Officially opened in the mid-1990s, this busy international state airport is the largest in North America with over 35,000 employees working from its Western United States location. It handles traffic from 23 different airlines from North America, Latin America, Europe and Asia, providing non-stop flights to 215 destinations and taking travellers around the globe. Like many international airports, at any given time this airport’s IT system will process vast amounts of information for purposes ranging from ensuring people get from A to B safely to maintaining the highest airport security standards. Therefore, the international airport was searching for a trusted and experienced external partner to help review and bolster its cybersecurity.
For busy IT teams like the one at this airport, another key benefit of Nipper was that installation is complete within minutes, and auditing is a straight-forward, two-step process.
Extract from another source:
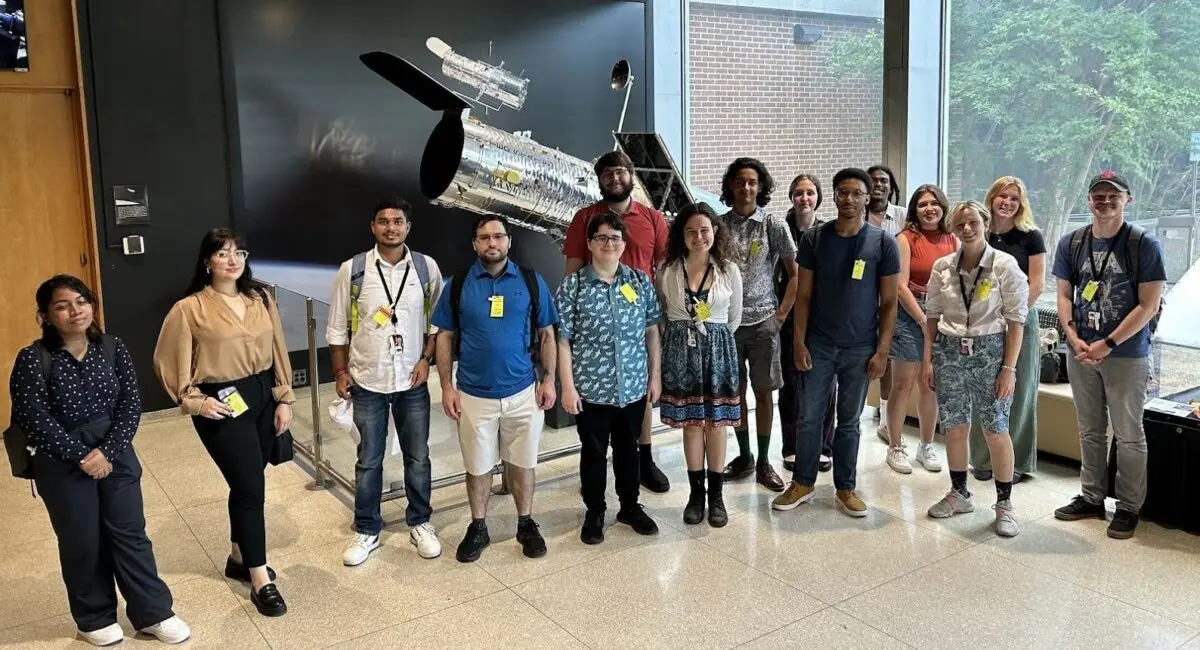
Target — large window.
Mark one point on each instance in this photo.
(1055, 90)
(792, 83)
Because Nipper is easy to set up and implement ‘straight out of the box’ it makes regulatory compliance a clear and efficient process.
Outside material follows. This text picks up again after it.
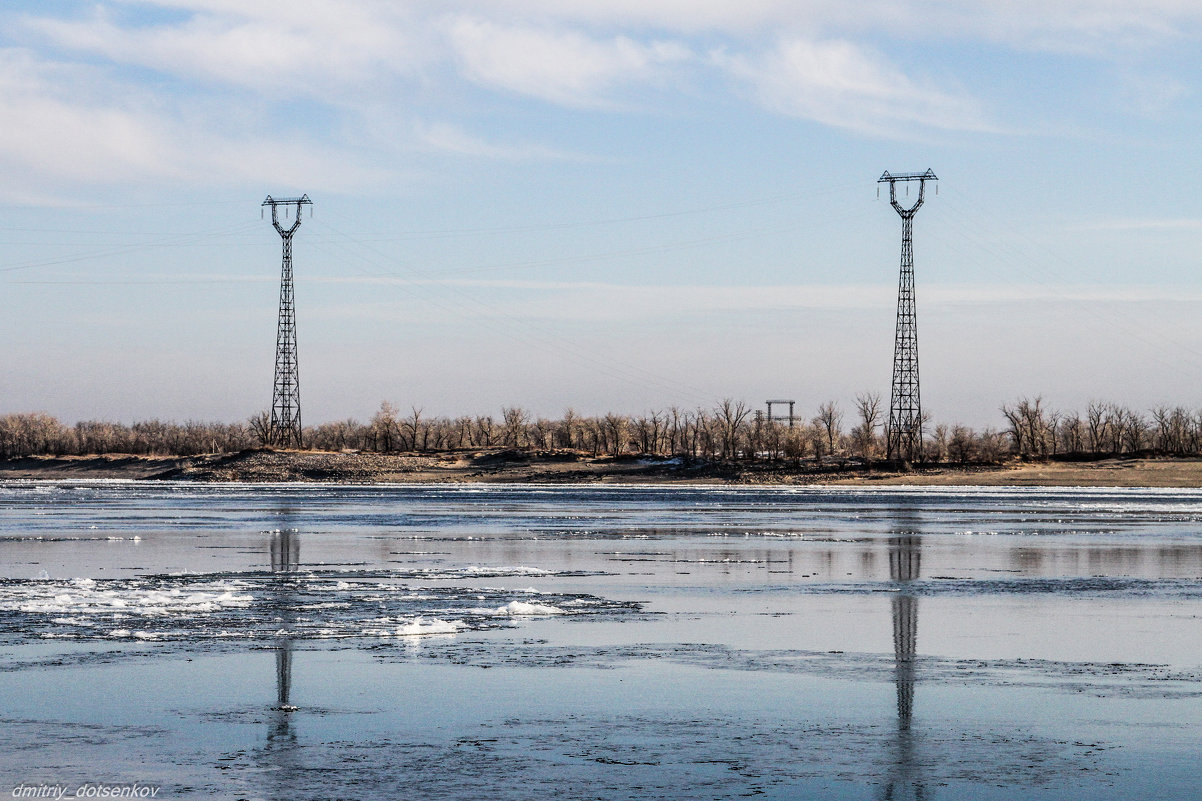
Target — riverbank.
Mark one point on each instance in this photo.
(569, 467)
Those responsible for cybersecurity can simply download the configuration file from the device to be interrogated and point Nipper at the file location and Nipper will identify the device from its contents. Or they can specify a directory where multiple files are stored and create a single report on all of them. Designed to suit all organizational requirements, four levels of auditing and reporting are available to choose from.
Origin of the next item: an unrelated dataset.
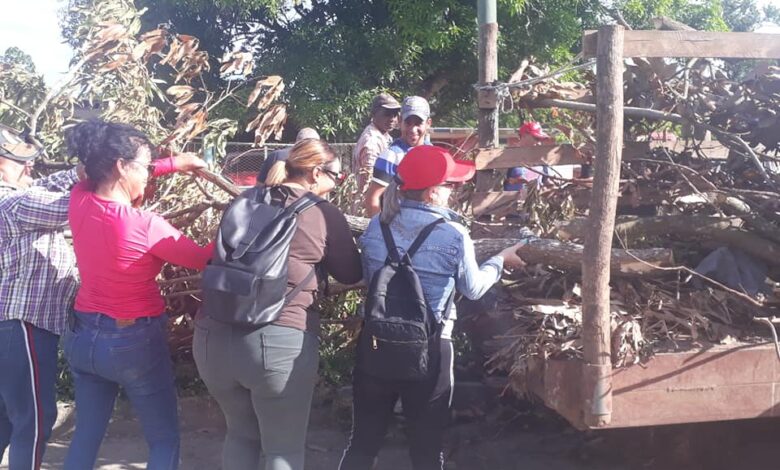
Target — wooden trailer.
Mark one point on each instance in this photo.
(738, 381)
The security audit covers more than 20 key areas, including administrative access, authentication, IDS/IPS, SNMP, port configurations and software vulnerabilities. For maximum flexibility, the IT team can enable or disable each as required and also apply filters to fine-tune the information they want to see. Another valuable feature of Nipper is support for v2 of the CVSS (Common Vulnerability Scanning System) open framework. Prior to generating reports, cybersecurity professionals can select CVSS and also configure other associated environmental metrics if they wish to do so. These include settings for CDP (Collateral Damage Potential), target distribution, as well as confidentiality requirements, enabling users to define and prioritize which areas are most important to them.
Reporting and visibility
For the international airport’s IT team one of the most appealing aspects of Nipper was its reporting capabilities, giving them the tools to communicate with people at all different levels and in a variety of roles. Reports can be quickly produced to include raw data if required by the technical team, as well as more top-line information for the wider audience beyond the IT team, with summaries, graphs and other visual breakdowns to aid the reader in digesting its contents.
Describing the level of information in the reports as “remarkable” the airport team say they can clearly and succinctly highlight security issues within their network, provide an impact assessment and expose any potential security breaches and recommendations for remedial actions. Any other areas for concern are clearly highlighted and each is graded for overall impact and ease of remediation, empowering the team to quickly prioritize tasks.
Where a problem can be fixed through the command-line interface for a device, a list of all the relevant commands is provided, so that the team can fix the issue without having to rummage through the device’s user manual.
The team can also generate comparison reports to see whether unauthorized changes have been made to critical devices.
Why we chose Titania Nipper
- It supports an impressive range of firewalls, switches and routers
- Installation takes minutes
- Auditing is a straightforward two-step process
- The security audit covers more than 20 key areas, including administrative access, authentication, IDS/IPS, SNMP, port configurations and software vulnerabilities
- The sophisticated reporting makes regulatory compliance easier and more efficient
- Reports are well structured and clear
- It’s an informative, valuable and cost-effective solution
“The level of information in the reports is quite remarkable. Not only do they clearly highlight security issues with firewalls, but also provide an impact assessment, potential security breaches and recommendations for remedial actions.”